En France - où le droit d’auteur a légalement vu le jour à l’initiative de Beaumarchais en 1791, nous disposons déjà d’un cadre juridique qui peut servir de fondement à cette régulation. Le règlement général sur la protection des données (RGPD) offre également des outils précieux. En outre, il est possible d’imaginer qu’à l’avenir le Centre national du cinéma et de l’image animée (CNC) conditionne ses subventions aux œuvres audiovisuelles dont le travail humain est avéré et quantifié…

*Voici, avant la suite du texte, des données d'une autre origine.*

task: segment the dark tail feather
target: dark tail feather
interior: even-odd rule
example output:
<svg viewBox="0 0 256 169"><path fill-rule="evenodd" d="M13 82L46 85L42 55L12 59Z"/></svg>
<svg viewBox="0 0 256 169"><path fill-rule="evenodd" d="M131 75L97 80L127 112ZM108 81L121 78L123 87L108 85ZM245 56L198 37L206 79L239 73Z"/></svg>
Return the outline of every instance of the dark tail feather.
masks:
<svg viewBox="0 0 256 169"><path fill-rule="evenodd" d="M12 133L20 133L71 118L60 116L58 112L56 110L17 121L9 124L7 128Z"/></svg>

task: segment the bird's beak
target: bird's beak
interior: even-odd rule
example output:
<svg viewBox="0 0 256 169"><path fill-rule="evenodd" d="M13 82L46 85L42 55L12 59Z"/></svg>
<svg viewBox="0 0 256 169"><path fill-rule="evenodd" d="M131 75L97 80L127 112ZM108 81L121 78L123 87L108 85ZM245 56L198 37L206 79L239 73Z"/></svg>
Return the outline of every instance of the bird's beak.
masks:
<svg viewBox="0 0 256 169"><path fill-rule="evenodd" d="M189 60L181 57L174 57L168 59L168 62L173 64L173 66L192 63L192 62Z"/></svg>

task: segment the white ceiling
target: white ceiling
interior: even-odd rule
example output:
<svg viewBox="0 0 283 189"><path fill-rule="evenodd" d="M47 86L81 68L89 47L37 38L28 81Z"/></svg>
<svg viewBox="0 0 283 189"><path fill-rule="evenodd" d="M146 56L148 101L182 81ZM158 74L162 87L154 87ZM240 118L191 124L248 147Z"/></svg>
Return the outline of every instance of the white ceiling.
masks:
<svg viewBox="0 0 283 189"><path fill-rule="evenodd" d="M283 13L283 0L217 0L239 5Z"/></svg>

L’intelligence artificielle doit demeurer à sa juste place : celle d’un outil au service des artistes et de la création, jamais d’un substitut. Il s’agit donc de réguler ces machines pour en conserver le contrôle. Car, correctement encadrée et utilisée à bon escient, l’IA générative peut être utile. Elle permet notamment d’automatiser des tâches fastidieuses, libérant du temps. Elle ouvre aussi des possibilités inédites, comme celle – pour les artistes-interprètes - de proposer en licence leur voix pour des applications spécifiques : chatbot, robotique, presse en ligne, GPS… Tout ce que l’on ne peut pas enregistrer et qui ne demande pas une interprétation, contrairement au doublage ou aux livres audios.
Face au défi posé par l’IA générative, c’est notre conception même de la culture qui est en jeu. Donc notre humanité. Ce bouleversement technologique nous pousse à une réflexion civilisationnelle. Ni plus, ni moins.